In light of these developments, the recommendations below highlight key actions to strengthen public support for CSA while empowering consumers in the transition to sustainable food systems:
Integrate consumer behaviour insights into CSA incentive design
Build public support schemes that reflect real consumer choices and constraints, drawing on the EU’s strengthened monitoring of consumer conditions and behavioural evidence. This approach help ensure that CSA practices remain attractive, affordable, and trusted by both farmers and consumers. Consumer organisations also emphasize that sustainable agriculture must contribute to greater biodiversity and reduced use of antibiotics and pesticides, among other measurable factors. Behavioural insights from the BEATLES project can support the design of incentives tailored to achieve the proposed aims.
Strengthen transparency and trust through harmonised sustainability information
Promote the use of harmonised durability labels, green information rules, digital product passports, and clear sustainability claims to support climate-friendly food choices and CSA-compliant products.
Support circular and repair-oriented agricultural value chains
Encourage CSA by supporting repair, reuse, and resource-efficient models in farm equipment and food systems—linked to the EU’s right-to-repair, circular economy measures, and ecodesign requirements.
Ensure digital fairness in smart farming technologies
Align public support for smart farming tools with the Digital Fairness Act and AI Act to protect farmers as digital consumers, ensuring transparent, safe, and interoperable digital tools that reduce risk and build trust. Liability, transparent algorithms, and rights over farm data are essential to ensuring trust in smart farming.

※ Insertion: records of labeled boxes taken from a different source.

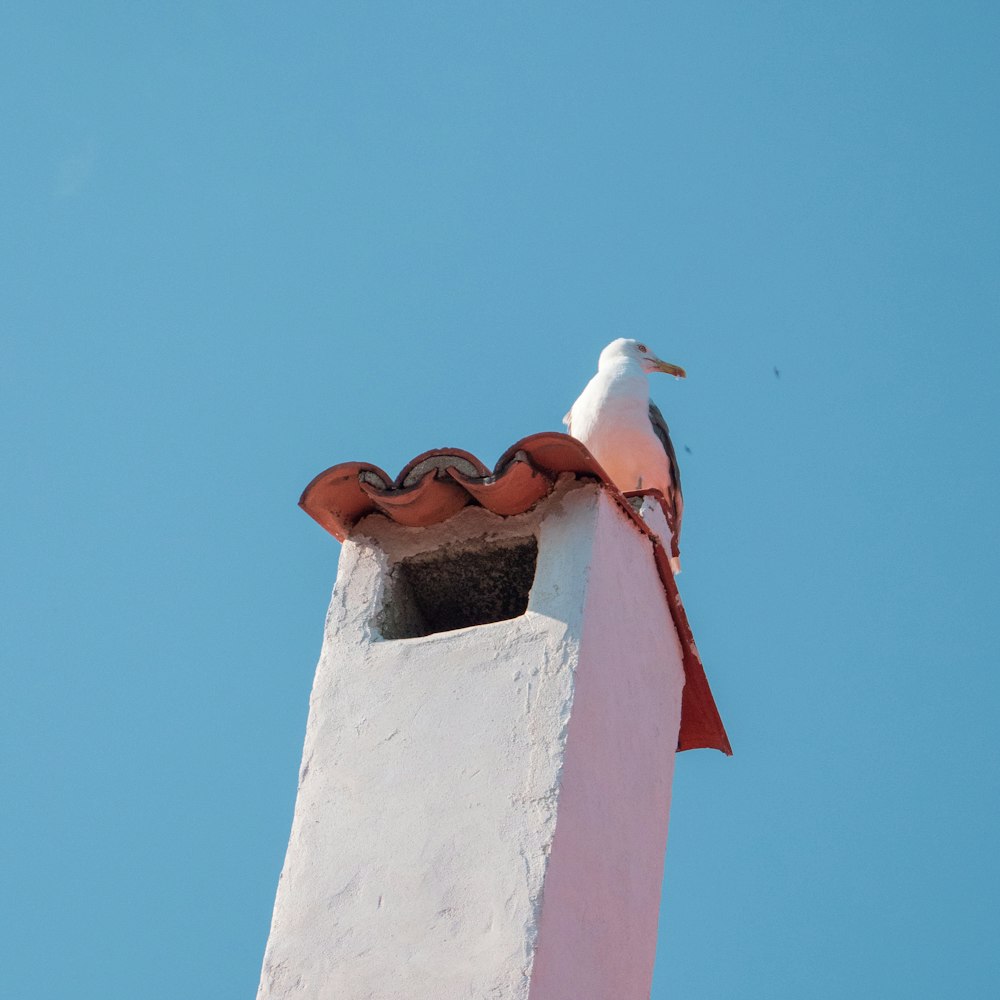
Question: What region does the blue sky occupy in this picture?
[0,0,1000,1000]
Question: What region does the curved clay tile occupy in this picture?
[299,431,733,754]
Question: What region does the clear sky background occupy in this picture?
[0,0,1000,1000]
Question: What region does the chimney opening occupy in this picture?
[378,537,538,639]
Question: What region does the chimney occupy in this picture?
[258,433,730,1000]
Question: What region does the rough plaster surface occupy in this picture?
[258,484,683,1000]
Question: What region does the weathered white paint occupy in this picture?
[258,482,683,1000]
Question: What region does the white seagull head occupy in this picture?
[597,337,687,378]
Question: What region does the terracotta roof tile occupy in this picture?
[299,431,732,754]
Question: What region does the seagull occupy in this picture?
[563,337,687,573]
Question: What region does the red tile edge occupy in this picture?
[299,431,733,756]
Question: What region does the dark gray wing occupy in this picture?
[649,402,684,540]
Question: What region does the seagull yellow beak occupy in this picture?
[653,358,687,378]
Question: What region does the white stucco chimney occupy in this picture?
[258,434,729,1000]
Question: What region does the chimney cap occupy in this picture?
[299,431,733,755]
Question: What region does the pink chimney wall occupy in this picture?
[530,494,684,1000]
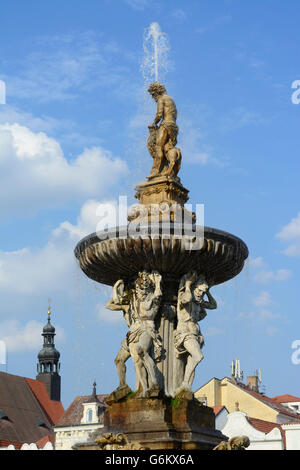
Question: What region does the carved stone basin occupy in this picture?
[75,225,248,286]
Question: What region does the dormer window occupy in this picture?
[87,408,93,423]
[0,410,8,420]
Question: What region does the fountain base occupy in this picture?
[76,395,226,450]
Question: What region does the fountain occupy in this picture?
[75,23,248,449]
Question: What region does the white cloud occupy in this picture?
[254,269,292,284]
[276,212,300,256]
[0,320,65,352]
[0,200,118,297]
[0,124,128,213]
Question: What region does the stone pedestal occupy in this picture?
[77,397,226,450]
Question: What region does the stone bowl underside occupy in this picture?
[75,227,248,286]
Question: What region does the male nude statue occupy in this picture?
[106,272,162,396]
[127,271,162,396]
[148,82,181,178]
[106,279,133,389]
[174,272,217,394]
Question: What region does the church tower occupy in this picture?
[36,306,61,401]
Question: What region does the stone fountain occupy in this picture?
[75,81,248,449]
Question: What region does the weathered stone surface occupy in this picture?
[75,224,248,290]
[83,397,226,450]
[105,385,132,405]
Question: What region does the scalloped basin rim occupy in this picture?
[74,224,249,259]
[75,226,249,285]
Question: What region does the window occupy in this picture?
[88,408,93,423]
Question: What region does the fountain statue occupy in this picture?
[75,23,248,449]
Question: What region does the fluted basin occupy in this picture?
[75,226,248,286]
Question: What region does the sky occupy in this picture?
[0,0,300,407]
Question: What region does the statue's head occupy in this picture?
[194,277,209,302]
[135,271,152,297]
[148,82,166,99]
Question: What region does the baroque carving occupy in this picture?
[106,271,162,397]
[147,82,181,180]
[174,271,217,395]
[106,271,217,401]
[95,433,148,450]
[213,436,250,450]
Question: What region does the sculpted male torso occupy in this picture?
[148,82,181,177]
[174,273,217,392]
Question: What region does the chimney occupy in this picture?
[247,375,258,392]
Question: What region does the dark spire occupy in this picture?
[37,305,60,401]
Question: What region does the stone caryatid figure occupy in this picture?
[106,279,133,389]
[174,272,217,395]
[106,271,162,396]
[127,271,162,396]
[147,82,181,179]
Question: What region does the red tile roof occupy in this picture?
[272,394,300,403]
[247,417,286,449]
[0,439,23,450]
[0,372,54,444]
[212,405,227,416]
[36,436,55,449]
[25,379,65,425]
[234,379,299,420]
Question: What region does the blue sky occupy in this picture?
[0,0,300,406]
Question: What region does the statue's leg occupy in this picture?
[129,343,148,394]
[139,332,158,388]
[155,126,169,174]
[182,339,203,390]
[115,347,130,387]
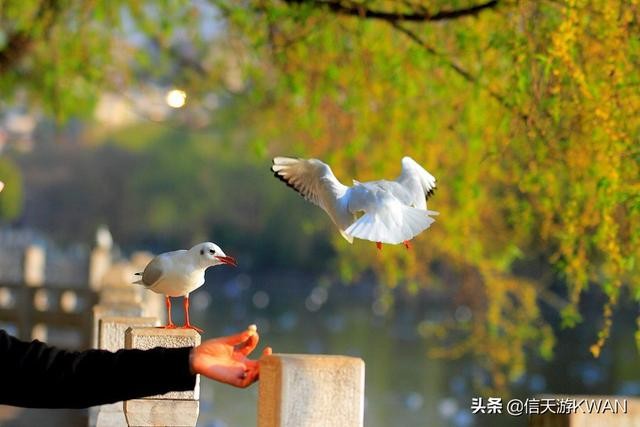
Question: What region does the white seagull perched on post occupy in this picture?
[134,242,238,332]
[271,157,438,249]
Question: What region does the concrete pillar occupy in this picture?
[91,304,143,348]
[91,316,158,427]
[89,247,111,291]
[23,245,46,286]
[258,354,364,427]
[124,327,200,426]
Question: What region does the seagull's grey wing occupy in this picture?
[142,256,165,288]
[395,157,436,209]
[271,157,353,240]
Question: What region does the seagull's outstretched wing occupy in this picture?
[396,157,436,209]
[271,157,354,242]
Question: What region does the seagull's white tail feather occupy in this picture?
[345,202,438,245]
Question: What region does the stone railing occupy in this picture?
[90,258,364,427]
[0,239,364,427]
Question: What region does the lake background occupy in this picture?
[189,271,640,427]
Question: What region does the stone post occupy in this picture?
[91,304,143,348]
[124,328,200,427]
[258,354,364,427]
[92,316,158,427]
[23,245,46,287]
[89,247,111,291]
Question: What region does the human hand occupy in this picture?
[190,329,272,388]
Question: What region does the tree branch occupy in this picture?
[284,0,500,22]
[0,0,60,75]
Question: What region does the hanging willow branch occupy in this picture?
[284,0,499,22]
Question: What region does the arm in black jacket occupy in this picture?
[0,330,196,408]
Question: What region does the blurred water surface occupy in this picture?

Strengthen consumer–farmer linkages for sustainable food systems
Promote mechanisms that connect the 2030 Consumer Agenda with CSA adoption (e.g., local initiatives, labels, community-based pilots), supported by grassroots consumer organisations and behavioural research to increase uptake of climate-smart foods and farming practices.
Healthy Diets
Consumers expect the CAP to foster healthier diets and ensure that nutritious and tasty food is accessible to everyone. With the environmental crisis worsening and diet-related diseases on the rise, it is increasingly unacceptable that many countries still allow and even use public funds to support the promotion of foods known to harm both human health and the environment. A climate-smart food system must deliver the benefits that matter most to consumers: affordable healthy food, transparent public spending, meaningful participation, and measurable environmental improvements. To succeed, the transition must place consumers’ dietary need, wants, and realities at the centre, not treat them as an afterthought.